2.3 B-trees

2.3 B-trees#

In a BST, a node has one value and two children. Choosing to go left or right in a balanced BST splits the search space roughly in half. In a B-tree, a node can hold up to k-1 values and k children, where k is some large number, perhaps 1,024. Such a tree has a very large branching factor! This is what makes it wide and short, massively reducing the length of the search path and therefore the number of nodes that have to go through the very slow process of being brought into memory.

Here is how a B-tree node looks compared to a familiar BST node:

This is an outline of an entire B-tree:

Note that although each pointer to a child node must be stored in its parent node, we are no longer showing the slots where these pointers would go. This is just to be more concise.

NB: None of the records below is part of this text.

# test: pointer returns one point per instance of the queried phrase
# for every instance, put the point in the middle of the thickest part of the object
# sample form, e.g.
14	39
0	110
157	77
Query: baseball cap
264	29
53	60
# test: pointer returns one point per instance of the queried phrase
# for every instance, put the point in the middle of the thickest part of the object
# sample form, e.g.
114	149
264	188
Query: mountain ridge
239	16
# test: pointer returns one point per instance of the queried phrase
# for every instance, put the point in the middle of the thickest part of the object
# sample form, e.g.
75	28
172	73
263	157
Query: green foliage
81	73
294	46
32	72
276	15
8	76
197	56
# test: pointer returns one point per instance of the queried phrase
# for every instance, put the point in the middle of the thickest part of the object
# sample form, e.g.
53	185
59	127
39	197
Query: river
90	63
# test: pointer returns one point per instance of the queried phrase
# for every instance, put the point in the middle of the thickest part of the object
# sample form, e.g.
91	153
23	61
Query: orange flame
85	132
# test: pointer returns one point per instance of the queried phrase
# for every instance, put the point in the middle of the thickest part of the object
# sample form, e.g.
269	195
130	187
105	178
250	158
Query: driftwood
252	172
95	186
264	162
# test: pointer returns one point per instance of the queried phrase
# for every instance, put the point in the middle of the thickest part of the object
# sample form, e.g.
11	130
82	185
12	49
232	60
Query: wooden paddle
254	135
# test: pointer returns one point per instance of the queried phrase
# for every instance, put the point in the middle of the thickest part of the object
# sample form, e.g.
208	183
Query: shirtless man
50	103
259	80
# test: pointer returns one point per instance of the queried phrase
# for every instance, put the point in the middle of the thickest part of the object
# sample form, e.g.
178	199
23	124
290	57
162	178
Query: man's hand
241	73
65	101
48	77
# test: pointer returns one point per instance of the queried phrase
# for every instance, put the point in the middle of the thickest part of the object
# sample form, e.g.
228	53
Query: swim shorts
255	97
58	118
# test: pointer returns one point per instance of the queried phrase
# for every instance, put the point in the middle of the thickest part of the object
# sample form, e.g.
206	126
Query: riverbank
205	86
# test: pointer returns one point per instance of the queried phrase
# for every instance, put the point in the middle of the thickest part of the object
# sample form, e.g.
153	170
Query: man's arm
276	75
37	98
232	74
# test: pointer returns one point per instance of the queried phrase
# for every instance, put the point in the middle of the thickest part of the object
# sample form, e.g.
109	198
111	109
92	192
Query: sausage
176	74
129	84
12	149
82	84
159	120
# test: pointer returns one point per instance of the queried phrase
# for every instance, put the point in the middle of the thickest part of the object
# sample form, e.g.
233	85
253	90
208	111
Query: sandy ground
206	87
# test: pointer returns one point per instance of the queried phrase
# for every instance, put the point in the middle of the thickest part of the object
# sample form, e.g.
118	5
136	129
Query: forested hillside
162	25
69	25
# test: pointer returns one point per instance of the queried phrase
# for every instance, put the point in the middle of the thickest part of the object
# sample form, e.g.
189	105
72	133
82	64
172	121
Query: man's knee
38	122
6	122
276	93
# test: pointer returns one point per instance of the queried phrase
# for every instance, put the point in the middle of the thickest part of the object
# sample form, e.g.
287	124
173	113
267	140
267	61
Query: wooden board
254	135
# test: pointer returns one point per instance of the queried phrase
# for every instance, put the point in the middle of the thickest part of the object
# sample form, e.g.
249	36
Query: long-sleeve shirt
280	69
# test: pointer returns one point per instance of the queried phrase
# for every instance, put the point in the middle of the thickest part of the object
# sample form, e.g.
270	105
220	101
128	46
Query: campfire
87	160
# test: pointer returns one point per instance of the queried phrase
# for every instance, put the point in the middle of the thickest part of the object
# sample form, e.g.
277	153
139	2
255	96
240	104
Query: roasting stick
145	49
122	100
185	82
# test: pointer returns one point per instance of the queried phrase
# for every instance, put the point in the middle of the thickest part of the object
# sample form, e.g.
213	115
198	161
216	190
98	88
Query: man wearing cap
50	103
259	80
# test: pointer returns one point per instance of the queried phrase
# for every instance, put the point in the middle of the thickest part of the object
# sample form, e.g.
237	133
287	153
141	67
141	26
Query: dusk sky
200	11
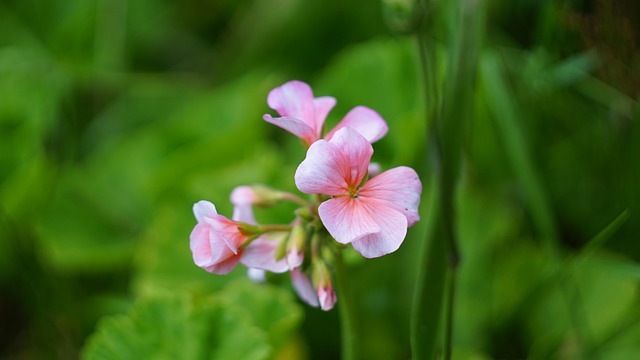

Because a B-tree node could have 1,024 children, it’s not practical to fully draw even a 2-level tree. Here we just show the path from root to leftmost child down the left side of the tree, plus the rightmost leaf. There would be many many more nodes if we drew this 3-level tree in full.

Notice that some values repeat in this example B-tree. For example, 980 appears in level two and then again in level three. Throughout this chapter, we are discussing a kind of B-tree that ensures every value occurs in a leaf node. In addition, some values will occur in nodes higher up to help direct us to the leaf node containing the value we are searching for. (This is technically called a B+ tree).

How do we choose k?#

k is chosen so that the size of a node is the size of a block, or as close to that as we can get. This ensures that when we retrieve a block from secondary storage, it contains related data that is going to be useful.

The huge speed-up offered by a B-tree#

A BST node lets us choose to go left or right to continue our search for a desired value. But a B-tree node lets us choose between k different child nodes, each corresponding to a range of values. This means that we divide the search space by roughly k each time we go down a level in the tree, rather than by just 2 as in a BST.

Suppose k is 1,024. A huge branching factor like this means the tree is wide and short. For example, and using very round numbers:

Level 1 has 1 node and approximately 1,000 values
Level 2 has 1,000 nodes and approximately 1,000,000 values
Level 3 has 1,000,000 nodes and approximately 1,000,000,000 values

Having a short tree means the search path is short. This is really important, since, as we learned, each node on the search path must be brought into memory to look at it, and bringing a node (a block) into memory is slow.

B-tree search is fast!

The leaves are different#

We’ve seen nodes with k-1 values and k child pointers. But of course a leaf doesn’t need child pointers. Instead, it stores k pointers that each go directly to the row of data for a given key.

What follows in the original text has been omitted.